C’est un roman prodigieux qui retrace l’histoire de Cora une esclave noire aux Etats-Unis en mettant en lumière le réseau de chemin de fer clandestin qui permet à certains esclaves, ceux qui parviennent à s’échapper des plantations dans lesquelles ils sont exploités, brutalisés, niés en tant qu’êtres humains, de gagner des états qui progressent sur le plan de l’esclavage grâce aux abolitionnistes…mais ce n’est pas si simple.
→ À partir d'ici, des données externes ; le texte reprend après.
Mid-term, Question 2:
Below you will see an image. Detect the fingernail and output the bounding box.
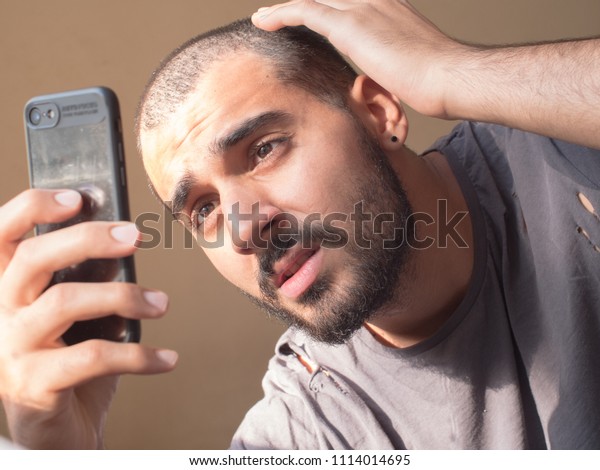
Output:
[252,7,270,19]
[54,189,81,207]
[143,290,169,312]
[110,223,140,245]
[156,349,179,367]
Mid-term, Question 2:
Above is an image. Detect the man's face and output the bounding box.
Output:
[142,54,409,343]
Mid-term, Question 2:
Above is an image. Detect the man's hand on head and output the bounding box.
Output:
[252,0,468,118]
[0,190,177,449]
[252,0,600,148]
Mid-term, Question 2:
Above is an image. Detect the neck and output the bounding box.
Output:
[366,149,474,348]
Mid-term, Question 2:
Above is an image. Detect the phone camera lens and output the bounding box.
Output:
[29,108,42,126]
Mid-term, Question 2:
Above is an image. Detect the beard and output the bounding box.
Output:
[243,121,414,345]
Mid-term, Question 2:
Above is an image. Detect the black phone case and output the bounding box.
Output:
[25,87,140,344]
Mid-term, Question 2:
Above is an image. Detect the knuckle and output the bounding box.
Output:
[13,237,39,266]
[78,340,106,366]
[43,283,73,311]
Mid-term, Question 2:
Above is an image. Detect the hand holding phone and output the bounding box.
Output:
[25,87,140,344]
[0,86,177,449]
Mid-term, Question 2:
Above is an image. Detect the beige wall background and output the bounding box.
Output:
[0,0,600,449]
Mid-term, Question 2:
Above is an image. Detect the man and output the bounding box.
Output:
[0,0,600,448]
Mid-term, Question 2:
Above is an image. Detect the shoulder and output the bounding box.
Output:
[231,330,393,449]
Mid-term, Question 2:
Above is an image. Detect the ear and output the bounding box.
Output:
[350,75,408,151]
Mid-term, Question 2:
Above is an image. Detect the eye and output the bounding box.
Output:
[251,136,289,165]
[256,142,278,160]
[192,202,215,228]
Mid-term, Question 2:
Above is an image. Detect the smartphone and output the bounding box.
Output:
[24,87,140,345]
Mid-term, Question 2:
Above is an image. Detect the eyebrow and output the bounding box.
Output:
[171,111,292,217]
[208,111,292,155]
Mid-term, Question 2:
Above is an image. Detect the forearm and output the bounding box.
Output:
[441,39,600,148]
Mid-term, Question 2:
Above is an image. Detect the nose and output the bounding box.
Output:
[221,188,280,254]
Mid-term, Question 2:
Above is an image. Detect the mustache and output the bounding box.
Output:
[256,222,348,296]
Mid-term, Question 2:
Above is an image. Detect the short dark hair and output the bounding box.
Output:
[135,18,357,150]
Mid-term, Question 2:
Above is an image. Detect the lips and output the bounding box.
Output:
[273,249,322,298]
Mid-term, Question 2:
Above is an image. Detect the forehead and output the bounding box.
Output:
[140,52,306,200]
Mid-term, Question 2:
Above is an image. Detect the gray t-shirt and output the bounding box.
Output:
[232,123,600,449]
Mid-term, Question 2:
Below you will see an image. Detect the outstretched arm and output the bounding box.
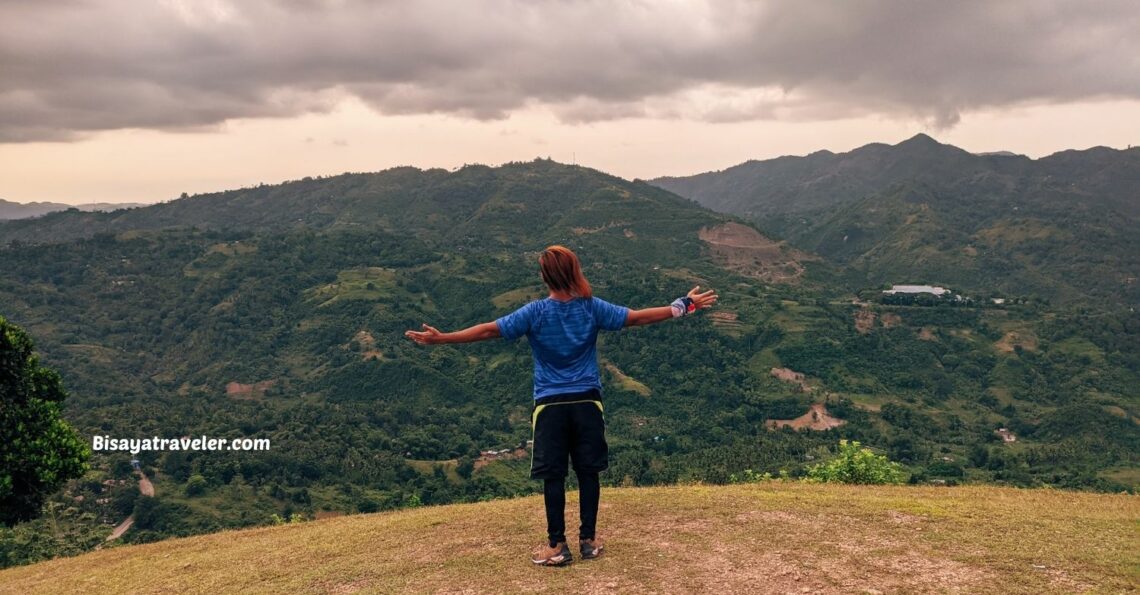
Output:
[404,323,499,345]
[626,285,717,326]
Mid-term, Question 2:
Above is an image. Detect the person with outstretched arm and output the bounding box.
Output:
[405,246,717,565]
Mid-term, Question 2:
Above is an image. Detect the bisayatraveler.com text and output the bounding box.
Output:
[91,435,269,455]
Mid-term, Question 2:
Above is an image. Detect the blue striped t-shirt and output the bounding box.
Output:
[495,298,629,399]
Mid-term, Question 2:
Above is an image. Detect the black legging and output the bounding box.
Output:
[543,473,602,547]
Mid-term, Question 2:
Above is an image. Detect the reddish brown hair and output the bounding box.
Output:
[538,246,594,298]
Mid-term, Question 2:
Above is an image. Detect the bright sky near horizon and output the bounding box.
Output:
[0,0,1140,204]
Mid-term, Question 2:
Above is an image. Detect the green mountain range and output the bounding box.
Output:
[653,135,1140,307]
[0,155,1140,565]
[0,198,146,220]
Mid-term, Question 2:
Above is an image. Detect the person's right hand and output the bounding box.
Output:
[689,285,716,310]
[404,323,442,345]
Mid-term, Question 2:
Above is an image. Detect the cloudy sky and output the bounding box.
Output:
[0,0,1140,203]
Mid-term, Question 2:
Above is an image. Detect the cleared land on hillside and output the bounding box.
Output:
[0,482,1140,594]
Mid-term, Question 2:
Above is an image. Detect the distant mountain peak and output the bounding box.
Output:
[895,132,942,147]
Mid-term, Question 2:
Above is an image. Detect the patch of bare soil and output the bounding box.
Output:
[570,221,630,237]
[699,222,815,283]
[855,308,874,335]
[770,368,812,392]
[708,310,744,333]
[994,331,1037,353]
[226,381,277,399]
[475,448,530,470]
[879,312,903,328]
[765,402,847,431]
[352,331,384,361]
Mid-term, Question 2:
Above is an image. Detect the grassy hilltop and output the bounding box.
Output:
[0,482,1140,594]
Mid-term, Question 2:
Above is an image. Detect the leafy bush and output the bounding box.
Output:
[806,440,906,483]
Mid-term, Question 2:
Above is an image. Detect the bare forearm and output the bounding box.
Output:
[439,323,499,343]
[626,305,673,326]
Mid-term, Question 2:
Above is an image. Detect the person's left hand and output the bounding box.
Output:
[404,323,443,345]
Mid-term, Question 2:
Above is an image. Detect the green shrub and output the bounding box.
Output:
[805,440,906,483]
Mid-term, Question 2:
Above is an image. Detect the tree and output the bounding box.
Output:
[0,317,90,527]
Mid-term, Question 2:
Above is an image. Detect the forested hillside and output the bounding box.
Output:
[0,161,1140,564]
[653,135,1140,300]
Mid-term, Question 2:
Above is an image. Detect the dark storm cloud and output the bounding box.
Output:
[0,0,1140,141]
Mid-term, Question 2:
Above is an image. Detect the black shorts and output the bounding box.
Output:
[530,390,610,479]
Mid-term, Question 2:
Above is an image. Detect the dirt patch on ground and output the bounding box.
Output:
[765,402,847,431]
[602,360,653,397]
[699,222,815,283]
[879,312,903,328]
[768,368,812,392]
[226,381,277,399]
[475,448,530,470]
[994,331,1037,353]
[570,221,632,237]
[352,331,384,361]
[855,308,874,335]
[708,310,744,335]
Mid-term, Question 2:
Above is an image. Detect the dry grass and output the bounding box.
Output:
[0,482,1140,594]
Ce roman se lit d’une traite tant il est saisissant et magnifique à la fois : il éclaire le lecteur sur les racines du mal américain car on comprend combien ce racisme est ancré dans la réalité de l’Amérique moderne. Il y a des scènes insoutenables – celles de flagellation, de  sacrifices tournés en spectacle hebdomadaire -, d’autres très touchantes – celle où Cora qui a pu essayer d’apprendre à lire bute sur le mot  » optimisme »…,  et on tremble, vibre, suffoque avec Cora mais aussi avec tous ceux qui ont aidé au fonctionnement du réseau clandestin et qui ont bien souvent connu un sort funeste.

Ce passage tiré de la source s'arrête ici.